Roger Conant and Salem
A handsome statue of Roger Conant, the founder of Salem, stands outside
the Salem Witch Museum. Because of the statue's proximity to the museum
and because of his cloak and hat and generally impressive appearance,
Roger Conant is often mistaken for a participant in the Salem witch
trials. Nothing could be farther from the truth.
We know that Roger Conant was baptized in All Saints Church in the parish
of East Budleigh, Devonshire, England on April 9, 1592. His father was
the leading merchant of Clayton, a neighboring parish. Family tradition says that as a boy
young Roger met Sir Walter Raleigh. Later Conant and his young family
came to New England probably arriving in Plymouth in 1622.
Statue of Roger Conant in front of
the Salem Witch Museum
The Dorchester Company established a fishing settlement on Cape Ann during
the winter of 1623-24 under a charter with England.
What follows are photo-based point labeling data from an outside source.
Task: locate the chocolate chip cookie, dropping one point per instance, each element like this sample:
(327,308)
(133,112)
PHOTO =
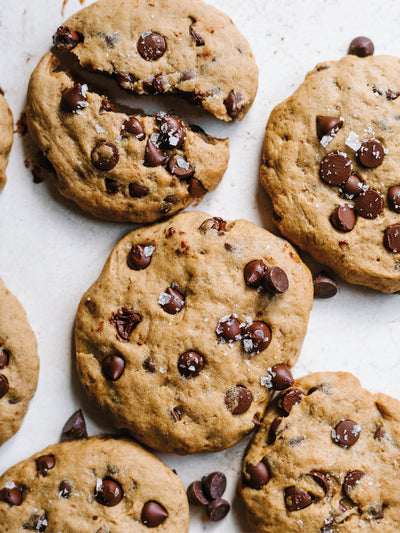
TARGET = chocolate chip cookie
(99,485)
(330,165)
(6,138)
(114,165)
(176,339)
(19,364)
(325,459)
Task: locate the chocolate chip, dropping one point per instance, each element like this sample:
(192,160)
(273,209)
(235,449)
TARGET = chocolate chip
(343,218)
(179,167)
(228,328)
(153,514)
(256,337)
(73,99)
(139,256)
(254,272)
(113,367)
(74,428)
(346,433)
(4,386)
(104,155)
(371,153)
(324,286)
(238,399)
(151,46)
(108,493)
(328,126)
(289,399)
(125,321)
(335,169)
(258,475)
(217,509)
(133,126)
(361,47)
(190,364)
(296,499)
(281,377)
(44,464)
(196,188)
(369,204)
(275,280)
(66,38)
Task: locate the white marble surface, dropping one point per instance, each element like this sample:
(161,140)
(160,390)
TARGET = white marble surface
(50,252)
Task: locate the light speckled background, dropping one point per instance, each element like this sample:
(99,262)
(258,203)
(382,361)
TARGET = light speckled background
(50,252)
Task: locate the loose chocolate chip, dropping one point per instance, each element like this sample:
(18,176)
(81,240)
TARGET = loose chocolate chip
(296,499)
(289,399)
(74,428)
(140,256)
(228,329)
(254,272)
(153,514)
(275,280)
(66,38)
(238,399)
(125,321)
(391,238)
(179,167)
(343,218)
(133,126)
(335,169)
(108,492)
(361,47)
(369,204)
(258,475)
(371,153)
(196,494)
(346,433)
(73,99)
(113,367)
(256,337)
(44,464)
(281,377)
(217,509)
(104,155)
(4,386)
(328,126)
(151,46)
(232,104)
(324,286)
(190,364)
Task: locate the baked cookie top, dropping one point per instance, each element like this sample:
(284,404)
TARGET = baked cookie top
(6,137)
(325,459)
(331,164)
(99,485)
(114,165)
(173,343)
(190,47)
(19,364)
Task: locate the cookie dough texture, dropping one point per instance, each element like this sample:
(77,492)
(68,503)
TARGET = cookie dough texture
(203,259)
(6,137)
(69,139)
(19,364)
(63,497)
(363,92)
(110,31)
(304,444)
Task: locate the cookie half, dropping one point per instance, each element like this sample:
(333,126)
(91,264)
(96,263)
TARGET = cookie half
(98,485)
(331,165)
(325,459)
(19,364)
(175,346)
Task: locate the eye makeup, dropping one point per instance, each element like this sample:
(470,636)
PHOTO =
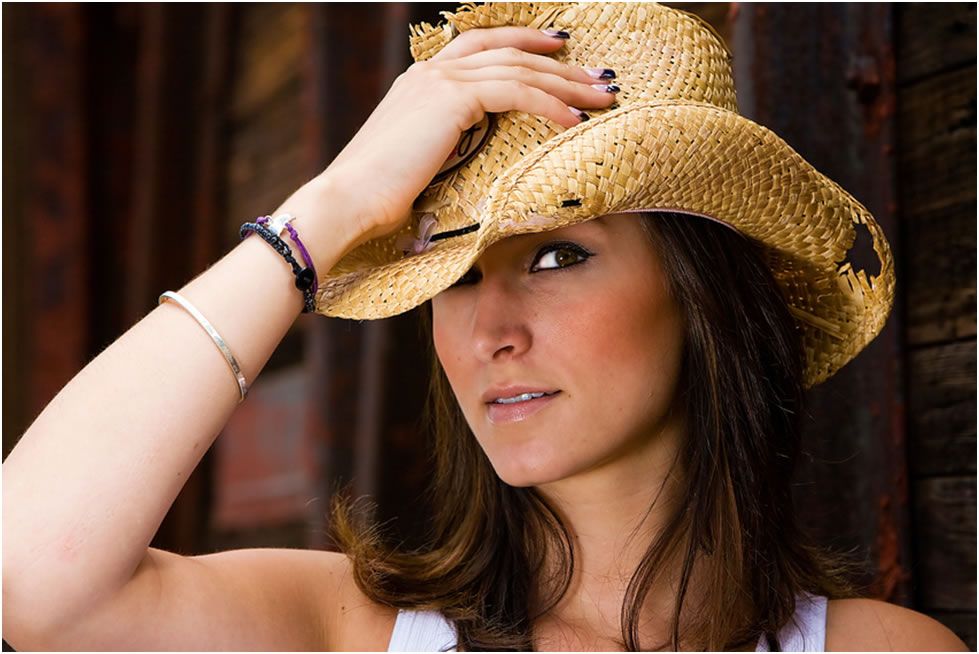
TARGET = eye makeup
(582,254)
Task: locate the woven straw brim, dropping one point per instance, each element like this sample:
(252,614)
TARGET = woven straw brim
(661,155)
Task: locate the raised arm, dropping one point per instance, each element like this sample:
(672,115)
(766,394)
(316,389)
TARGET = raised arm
(88,484)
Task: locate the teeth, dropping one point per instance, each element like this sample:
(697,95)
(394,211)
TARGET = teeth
(519,398)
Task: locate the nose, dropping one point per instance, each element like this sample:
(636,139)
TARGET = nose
(499,324)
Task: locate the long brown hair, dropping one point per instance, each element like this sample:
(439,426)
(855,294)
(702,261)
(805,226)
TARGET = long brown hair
(741,388)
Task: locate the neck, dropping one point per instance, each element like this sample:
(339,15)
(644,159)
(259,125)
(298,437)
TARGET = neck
(614,514)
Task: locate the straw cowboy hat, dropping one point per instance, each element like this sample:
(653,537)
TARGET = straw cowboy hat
(673,141)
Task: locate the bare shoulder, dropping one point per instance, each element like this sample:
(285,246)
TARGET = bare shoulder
(870,625)
(353,622)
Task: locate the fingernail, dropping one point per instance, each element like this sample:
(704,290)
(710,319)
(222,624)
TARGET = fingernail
(557,34)
(601,73)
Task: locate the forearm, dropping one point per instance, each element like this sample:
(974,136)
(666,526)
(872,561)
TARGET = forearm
(88,484)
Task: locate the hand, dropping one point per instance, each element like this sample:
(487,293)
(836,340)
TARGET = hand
(412,132)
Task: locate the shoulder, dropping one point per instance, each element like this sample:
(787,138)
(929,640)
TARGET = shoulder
(873,625)
(352,621)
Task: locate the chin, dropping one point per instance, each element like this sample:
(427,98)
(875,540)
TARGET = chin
(522,469)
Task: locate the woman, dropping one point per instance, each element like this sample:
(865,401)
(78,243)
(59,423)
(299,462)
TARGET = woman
(652,478)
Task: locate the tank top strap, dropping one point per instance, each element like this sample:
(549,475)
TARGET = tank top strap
(430,631)
(422,631)
(806,629)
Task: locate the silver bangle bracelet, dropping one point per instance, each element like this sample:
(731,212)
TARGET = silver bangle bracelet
(213,333)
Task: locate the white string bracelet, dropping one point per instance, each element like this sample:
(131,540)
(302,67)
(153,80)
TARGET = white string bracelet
(213,333)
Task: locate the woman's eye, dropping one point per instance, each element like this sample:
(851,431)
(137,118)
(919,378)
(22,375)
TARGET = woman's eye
(554,256)
(565,255)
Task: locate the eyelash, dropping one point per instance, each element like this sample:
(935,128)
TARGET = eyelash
(547,249)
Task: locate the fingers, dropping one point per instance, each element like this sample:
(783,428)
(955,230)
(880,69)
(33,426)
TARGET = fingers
(511,56)
(497,96)
(574,93)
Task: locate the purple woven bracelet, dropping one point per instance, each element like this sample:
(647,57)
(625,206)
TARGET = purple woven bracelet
(295,237)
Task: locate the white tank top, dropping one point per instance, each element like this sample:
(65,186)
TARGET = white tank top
(429,631)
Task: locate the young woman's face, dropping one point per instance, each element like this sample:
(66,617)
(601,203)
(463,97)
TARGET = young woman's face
(582,310)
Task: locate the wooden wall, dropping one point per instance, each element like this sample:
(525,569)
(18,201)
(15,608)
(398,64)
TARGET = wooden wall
(936,73)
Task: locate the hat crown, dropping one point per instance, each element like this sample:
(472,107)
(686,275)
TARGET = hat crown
(657,52)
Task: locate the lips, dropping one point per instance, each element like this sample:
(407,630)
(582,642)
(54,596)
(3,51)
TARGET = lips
(497,392)
(506,413)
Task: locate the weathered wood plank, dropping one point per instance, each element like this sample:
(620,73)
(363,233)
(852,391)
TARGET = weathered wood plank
(945,511)
(943,409)
(940,273)
(266,60)
(937,155)
(931,41)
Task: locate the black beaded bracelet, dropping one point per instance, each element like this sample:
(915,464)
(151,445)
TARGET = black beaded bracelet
(304,276)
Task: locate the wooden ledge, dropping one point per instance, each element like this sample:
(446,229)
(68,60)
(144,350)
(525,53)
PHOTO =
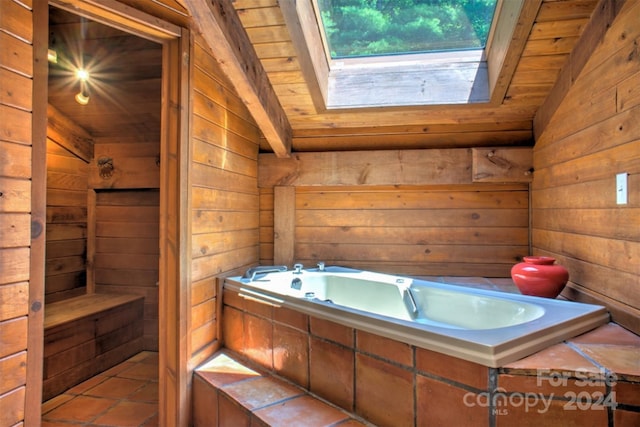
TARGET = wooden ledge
(61,312)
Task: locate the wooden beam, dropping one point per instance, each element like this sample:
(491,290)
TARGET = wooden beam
(307,40)
(219,24)
(122,17)
(386,167)
(37,254)
(68,134)
(514,20)
(592,35)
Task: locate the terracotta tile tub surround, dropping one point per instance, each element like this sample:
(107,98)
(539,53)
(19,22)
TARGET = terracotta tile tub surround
(592,379)
(482,326)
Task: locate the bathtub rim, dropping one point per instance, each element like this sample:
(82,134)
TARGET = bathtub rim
(489,347)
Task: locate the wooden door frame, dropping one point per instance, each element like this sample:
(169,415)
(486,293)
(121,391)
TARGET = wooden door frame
(174,198)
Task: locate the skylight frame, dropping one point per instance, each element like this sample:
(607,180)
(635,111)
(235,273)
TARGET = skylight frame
(512,22)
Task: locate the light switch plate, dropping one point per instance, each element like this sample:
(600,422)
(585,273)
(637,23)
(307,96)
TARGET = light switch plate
(621,188)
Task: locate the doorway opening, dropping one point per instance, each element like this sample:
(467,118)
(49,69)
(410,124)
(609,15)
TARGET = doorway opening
(113,199)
Located at Stage
Point, now Gloucester, the company invited Roger Conant to join them
in 1625 as their governor "for the management and government of
all their affairs at Cape Ann".
After a year's residence, Conant became convinced of the need for a more permanent
settlement and found an ideal site at the mouth of the Naumkeag River
(now the City of Salem). There the settlement thrived and grew by farming
as well as fishing. When Governor Endicott arrived in 1628, he incorporated
Conant and his men into the new government. (The Dorchester Company went
into bankruptcy in 1627 and became the Massachusetts Bay Colony in 1629
under charter from England). Known as the Old Planters, Conant and his
followers lent continuity to the new settlement and can be considered
the founding fathers of Naumkeag, renamed Salem for "Shalom"
or Peace on June 29, 1629. Roger Conant died on November 19, 1679 considering
himself "...an instrument, though a weak one, of foundering and furthering
After Conant's death, the colony suffered through the witch trials of 1692.
As the world grew smaller in the 18th-century, Salem took a leading role
in developing international trade routes and enjoyed a period of prosperity
and fame. The 19th-century saw the advent of immigrants who enriched the
business and cultural life of the city as shipping was replaced by rail
transportation. Born in Salem on July 4, 1805, Nathaniel Hawthorne took
inspiration from his native streets. By the 20th- century Salem had grown
from a colony struggling with crisis to a cosmopolitan city.
Today Salem is a city of fascinating complexity. Traces of her history can
be seen everywhere from the 17th-century buildings, the priceless items
brought back from exotic ports by Salem ship captains, the extraordinary
architecture and the multi-ethnic character of her streets. The city
of Salem attracts visitors today as the harbor and rivers and fields
of Naumkeag drew Roger Conant over 300 years ago.